Are Free Radicals Involved in the Expression of Adhesion Molecules

It is beyond doubt that the adhesion of leukocytes to the endothelial lining of the vascular wall plays a key role in various biological processes, including inflammation and thrombosis. This phenomenon is the result of a complex interplay among blood flow, cell adhesion and molecular vascular biology factors. Normally, the circulating granulocytes and monocytes in peripheral blood are distributed over a circulating pool and a marginating pool. The marginating pool comprises about 60% of the total number of cells (Athens, Raab, Haab, Aschenbrucker, and Cartwright, 1961; Van Furth and Sluiter, 1986). The leukocytes of the marginating pool roll along the endothelial line of the vessel. This rolling is governed by the shear force of the flowing blood and the strength of the ionic bonds with the vascular endothelium (Tangelden and Afors, 1991). Under inflammatory conditions the number of rolling leukocytes in the postcapillary vesicles increases drastically. Those leukocytes adhere selectively to the endothelium. Next, these cells traverse the vessel wall between adjacent endothelial cells keeping the monolayer intact, pass the subendothelial layer and accumulate at the site of the inflammation. Strinkingly, granulocytes are commonly the first cells here, followed by the monocytes. It is obvious that knowledge of the mechanism(s) by which granulocytes and monocytes adhere to the vessel wall will enlarge therapeutic modalities (Sluiter, Pietersma, Lamers, and Koster, 1993).

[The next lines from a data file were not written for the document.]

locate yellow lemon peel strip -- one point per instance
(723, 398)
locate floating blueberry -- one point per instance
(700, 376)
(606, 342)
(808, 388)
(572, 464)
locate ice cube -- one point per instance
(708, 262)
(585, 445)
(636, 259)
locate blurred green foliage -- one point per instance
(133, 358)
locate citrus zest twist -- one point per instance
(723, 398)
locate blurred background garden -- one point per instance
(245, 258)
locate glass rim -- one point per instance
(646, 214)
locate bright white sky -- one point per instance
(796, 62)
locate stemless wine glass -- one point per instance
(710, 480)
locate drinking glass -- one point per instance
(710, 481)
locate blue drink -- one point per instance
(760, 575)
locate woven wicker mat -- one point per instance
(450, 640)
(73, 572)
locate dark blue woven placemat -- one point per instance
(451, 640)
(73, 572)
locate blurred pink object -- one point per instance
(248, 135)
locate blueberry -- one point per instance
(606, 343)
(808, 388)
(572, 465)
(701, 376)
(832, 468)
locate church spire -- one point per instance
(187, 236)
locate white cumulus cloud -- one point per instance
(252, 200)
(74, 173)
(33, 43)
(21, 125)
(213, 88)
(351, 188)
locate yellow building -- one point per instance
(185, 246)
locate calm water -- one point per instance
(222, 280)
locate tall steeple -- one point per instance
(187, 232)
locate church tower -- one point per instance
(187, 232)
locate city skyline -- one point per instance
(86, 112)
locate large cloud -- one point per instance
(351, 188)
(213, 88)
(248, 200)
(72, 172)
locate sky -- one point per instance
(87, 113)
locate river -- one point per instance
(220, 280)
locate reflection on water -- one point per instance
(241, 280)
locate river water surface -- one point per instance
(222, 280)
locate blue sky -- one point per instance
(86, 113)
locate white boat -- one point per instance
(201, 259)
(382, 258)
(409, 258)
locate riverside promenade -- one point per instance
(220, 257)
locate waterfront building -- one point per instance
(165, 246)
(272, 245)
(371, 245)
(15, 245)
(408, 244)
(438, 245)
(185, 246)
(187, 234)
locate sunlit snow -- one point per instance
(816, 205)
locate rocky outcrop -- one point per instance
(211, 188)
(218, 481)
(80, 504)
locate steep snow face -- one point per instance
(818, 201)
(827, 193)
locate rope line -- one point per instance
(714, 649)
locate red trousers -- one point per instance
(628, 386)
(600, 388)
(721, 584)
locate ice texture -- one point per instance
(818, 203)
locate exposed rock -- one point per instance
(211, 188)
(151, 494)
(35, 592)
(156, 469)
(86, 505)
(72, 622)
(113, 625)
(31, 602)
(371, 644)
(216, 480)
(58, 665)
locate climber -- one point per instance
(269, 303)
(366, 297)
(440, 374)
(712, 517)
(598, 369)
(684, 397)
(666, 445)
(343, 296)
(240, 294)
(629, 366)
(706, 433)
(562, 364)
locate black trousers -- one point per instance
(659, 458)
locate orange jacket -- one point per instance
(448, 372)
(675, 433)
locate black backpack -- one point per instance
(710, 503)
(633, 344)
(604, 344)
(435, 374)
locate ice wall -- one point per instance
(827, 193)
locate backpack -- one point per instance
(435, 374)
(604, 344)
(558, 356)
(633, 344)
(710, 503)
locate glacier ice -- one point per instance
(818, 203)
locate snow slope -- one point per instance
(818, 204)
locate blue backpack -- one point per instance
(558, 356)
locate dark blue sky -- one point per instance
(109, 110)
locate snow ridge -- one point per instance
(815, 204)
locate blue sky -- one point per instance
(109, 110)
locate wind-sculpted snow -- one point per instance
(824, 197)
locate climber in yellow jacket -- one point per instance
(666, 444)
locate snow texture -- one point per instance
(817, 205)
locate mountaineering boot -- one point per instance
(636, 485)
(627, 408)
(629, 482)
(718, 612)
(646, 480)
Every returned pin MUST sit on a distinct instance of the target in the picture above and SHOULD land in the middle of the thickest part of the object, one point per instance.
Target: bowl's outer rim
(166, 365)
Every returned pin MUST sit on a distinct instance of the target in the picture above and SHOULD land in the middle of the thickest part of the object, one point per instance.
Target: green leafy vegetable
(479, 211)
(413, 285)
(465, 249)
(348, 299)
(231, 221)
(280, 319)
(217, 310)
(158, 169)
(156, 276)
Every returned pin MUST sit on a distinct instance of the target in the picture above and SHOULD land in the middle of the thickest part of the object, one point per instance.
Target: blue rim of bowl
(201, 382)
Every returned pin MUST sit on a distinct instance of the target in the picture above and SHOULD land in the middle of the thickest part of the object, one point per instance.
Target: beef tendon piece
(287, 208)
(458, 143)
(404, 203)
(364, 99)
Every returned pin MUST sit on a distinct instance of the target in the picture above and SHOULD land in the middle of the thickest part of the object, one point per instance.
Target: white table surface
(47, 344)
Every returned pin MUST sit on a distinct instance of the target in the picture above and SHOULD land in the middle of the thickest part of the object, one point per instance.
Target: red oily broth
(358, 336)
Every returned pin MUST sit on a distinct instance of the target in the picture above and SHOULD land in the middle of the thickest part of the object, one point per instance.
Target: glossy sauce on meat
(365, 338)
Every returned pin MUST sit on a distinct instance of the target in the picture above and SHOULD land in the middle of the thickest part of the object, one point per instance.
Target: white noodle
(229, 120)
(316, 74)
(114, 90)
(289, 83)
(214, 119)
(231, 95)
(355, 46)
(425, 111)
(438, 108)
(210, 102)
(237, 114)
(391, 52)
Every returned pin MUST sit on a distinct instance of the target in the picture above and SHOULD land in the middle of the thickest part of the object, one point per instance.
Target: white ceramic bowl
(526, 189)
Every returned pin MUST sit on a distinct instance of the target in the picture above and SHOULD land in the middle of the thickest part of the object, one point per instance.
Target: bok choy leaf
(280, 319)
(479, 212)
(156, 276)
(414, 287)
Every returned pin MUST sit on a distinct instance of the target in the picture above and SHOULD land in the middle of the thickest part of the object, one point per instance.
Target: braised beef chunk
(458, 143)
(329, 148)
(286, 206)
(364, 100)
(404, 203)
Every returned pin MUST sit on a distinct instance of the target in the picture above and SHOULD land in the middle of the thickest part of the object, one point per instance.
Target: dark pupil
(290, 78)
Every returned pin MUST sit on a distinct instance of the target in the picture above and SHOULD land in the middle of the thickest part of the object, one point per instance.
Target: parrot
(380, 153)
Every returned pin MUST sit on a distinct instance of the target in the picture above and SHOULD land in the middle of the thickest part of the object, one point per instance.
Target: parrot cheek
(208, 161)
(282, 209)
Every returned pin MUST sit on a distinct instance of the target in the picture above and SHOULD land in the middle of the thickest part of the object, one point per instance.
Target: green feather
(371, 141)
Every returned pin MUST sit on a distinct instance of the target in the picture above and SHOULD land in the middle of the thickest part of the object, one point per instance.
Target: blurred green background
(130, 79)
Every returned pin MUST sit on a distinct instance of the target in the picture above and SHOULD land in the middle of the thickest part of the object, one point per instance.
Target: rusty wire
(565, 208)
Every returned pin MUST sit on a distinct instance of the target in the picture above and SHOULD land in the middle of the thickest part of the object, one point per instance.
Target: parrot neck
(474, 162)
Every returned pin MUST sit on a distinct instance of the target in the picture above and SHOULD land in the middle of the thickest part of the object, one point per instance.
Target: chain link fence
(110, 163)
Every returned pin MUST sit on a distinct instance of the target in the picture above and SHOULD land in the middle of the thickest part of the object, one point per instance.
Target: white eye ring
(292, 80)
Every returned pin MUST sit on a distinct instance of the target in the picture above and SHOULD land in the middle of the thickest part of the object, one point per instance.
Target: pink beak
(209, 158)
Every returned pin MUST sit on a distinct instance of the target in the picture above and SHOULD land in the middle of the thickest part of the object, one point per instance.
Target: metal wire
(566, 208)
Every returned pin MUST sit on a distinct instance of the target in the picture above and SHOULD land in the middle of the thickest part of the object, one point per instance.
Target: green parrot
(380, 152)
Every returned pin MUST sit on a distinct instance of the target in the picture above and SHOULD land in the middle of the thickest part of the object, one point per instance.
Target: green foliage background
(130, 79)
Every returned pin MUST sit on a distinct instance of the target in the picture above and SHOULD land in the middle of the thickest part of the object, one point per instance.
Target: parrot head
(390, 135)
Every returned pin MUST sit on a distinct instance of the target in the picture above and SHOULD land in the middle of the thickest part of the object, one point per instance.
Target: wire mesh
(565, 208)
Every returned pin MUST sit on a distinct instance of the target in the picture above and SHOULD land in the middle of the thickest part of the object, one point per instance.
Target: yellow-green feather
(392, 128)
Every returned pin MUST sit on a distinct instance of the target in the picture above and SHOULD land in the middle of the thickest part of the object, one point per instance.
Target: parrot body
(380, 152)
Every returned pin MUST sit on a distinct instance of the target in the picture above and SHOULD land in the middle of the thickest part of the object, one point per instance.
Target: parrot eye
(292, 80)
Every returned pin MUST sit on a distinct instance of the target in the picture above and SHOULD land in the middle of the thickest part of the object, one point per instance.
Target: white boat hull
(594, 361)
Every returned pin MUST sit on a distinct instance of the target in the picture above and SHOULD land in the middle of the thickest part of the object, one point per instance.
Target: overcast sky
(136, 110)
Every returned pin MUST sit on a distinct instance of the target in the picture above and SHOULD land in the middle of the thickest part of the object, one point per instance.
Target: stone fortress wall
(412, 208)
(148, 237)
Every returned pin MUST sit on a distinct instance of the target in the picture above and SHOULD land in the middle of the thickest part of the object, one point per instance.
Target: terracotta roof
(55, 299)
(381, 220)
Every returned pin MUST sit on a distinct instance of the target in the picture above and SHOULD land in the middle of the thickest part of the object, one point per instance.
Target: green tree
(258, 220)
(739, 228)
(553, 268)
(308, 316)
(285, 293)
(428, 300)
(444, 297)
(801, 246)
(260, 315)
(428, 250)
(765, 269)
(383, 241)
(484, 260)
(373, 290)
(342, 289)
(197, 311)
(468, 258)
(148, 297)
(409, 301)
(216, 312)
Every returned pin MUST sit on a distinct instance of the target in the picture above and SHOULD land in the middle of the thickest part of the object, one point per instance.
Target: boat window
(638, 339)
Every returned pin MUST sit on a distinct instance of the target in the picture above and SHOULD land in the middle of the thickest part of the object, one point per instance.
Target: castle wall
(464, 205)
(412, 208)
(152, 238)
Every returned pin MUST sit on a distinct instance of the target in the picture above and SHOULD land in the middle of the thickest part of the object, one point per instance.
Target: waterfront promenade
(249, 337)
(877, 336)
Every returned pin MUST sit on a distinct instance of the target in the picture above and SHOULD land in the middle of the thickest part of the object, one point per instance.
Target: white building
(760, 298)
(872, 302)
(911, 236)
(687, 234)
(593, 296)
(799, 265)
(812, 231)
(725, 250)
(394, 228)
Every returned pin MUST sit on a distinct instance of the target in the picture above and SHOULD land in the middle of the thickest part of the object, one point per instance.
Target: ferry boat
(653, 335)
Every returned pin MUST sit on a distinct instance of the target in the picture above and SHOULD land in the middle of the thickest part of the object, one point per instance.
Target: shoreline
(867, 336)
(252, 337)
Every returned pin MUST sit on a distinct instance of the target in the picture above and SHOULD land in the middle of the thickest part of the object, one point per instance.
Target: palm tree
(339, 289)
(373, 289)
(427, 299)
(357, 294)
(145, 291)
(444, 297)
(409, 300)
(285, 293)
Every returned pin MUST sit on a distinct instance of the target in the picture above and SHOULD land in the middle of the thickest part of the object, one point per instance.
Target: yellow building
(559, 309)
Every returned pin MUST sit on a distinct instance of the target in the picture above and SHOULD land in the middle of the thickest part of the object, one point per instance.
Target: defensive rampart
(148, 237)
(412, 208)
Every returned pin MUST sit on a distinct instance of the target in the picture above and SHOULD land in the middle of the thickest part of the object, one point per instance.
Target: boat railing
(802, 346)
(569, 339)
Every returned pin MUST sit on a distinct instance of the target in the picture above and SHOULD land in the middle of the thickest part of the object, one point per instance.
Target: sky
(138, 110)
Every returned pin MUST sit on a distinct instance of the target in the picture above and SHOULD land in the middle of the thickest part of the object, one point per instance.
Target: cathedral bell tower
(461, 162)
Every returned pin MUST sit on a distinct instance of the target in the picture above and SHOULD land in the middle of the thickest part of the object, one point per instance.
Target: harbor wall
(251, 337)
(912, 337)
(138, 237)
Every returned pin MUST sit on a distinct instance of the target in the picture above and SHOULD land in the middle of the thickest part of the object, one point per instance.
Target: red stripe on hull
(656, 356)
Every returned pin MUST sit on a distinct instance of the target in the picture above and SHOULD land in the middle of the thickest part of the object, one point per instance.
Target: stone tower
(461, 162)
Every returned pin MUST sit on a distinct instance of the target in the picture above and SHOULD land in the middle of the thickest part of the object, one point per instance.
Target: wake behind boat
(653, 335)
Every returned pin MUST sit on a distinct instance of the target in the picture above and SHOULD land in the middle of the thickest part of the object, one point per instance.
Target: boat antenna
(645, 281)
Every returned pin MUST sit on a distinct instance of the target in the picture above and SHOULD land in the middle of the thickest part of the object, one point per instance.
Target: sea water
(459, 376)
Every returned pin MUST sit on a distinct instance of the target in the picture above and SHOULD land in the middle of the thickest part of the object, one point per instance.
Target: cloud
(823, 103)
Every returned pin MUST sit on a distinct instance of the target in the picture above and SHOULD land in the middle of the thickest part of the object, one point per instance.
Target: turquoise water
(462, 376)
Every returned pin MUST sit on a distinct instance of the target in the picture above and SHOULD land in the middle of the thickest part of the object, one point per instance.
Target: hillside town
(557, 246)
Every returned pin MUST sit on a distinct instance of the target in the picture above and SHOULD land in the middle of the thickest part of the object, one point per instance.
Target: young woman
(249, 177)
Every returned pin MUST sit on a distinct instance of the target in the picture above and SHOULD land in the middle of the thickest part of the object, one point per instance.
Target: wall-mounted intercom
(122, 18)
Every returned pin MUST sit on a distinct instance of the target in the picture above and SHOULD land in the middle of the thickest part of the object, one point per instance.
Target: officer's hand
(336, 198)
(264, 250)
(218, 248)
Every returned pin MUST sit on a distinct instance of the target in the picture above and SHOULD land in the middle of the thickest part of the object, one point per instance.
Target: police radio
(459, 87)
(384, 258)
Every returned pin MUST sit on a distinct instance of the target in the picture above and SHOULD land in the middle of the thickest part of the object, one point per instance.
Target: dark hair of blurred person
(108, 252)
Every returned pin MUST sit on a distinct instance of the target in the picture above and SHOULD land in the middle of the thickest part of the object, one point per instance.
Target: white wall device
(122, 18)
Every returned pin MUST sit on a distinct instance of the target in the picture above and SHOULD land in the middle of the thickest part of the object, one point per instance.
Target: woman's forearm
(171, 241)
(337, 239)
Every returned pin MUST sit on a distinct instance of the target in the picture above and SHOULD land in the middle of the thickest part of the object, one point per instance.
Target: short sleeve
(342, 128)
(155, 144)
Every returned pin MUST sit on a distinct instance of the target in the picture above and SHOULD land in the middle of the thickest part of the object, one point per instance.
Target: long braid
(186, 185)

Hypoxia and Endothelial Cell Adhesiveness

Ischemia is a common clinical event leading to local and remote tissue injury. Reperfusion of the ischemic tissues is associated with a local activation and infiltration of granulocytes (Lucchesi et al., Werns et al). These cells form a potential threat to the function and integrity of the endothelial barrier (Wedmore et al), since they can mediate tissue damage by the release of cytotoxic agents, e.g., oxygen derived free radicals and lysosomal enzymes.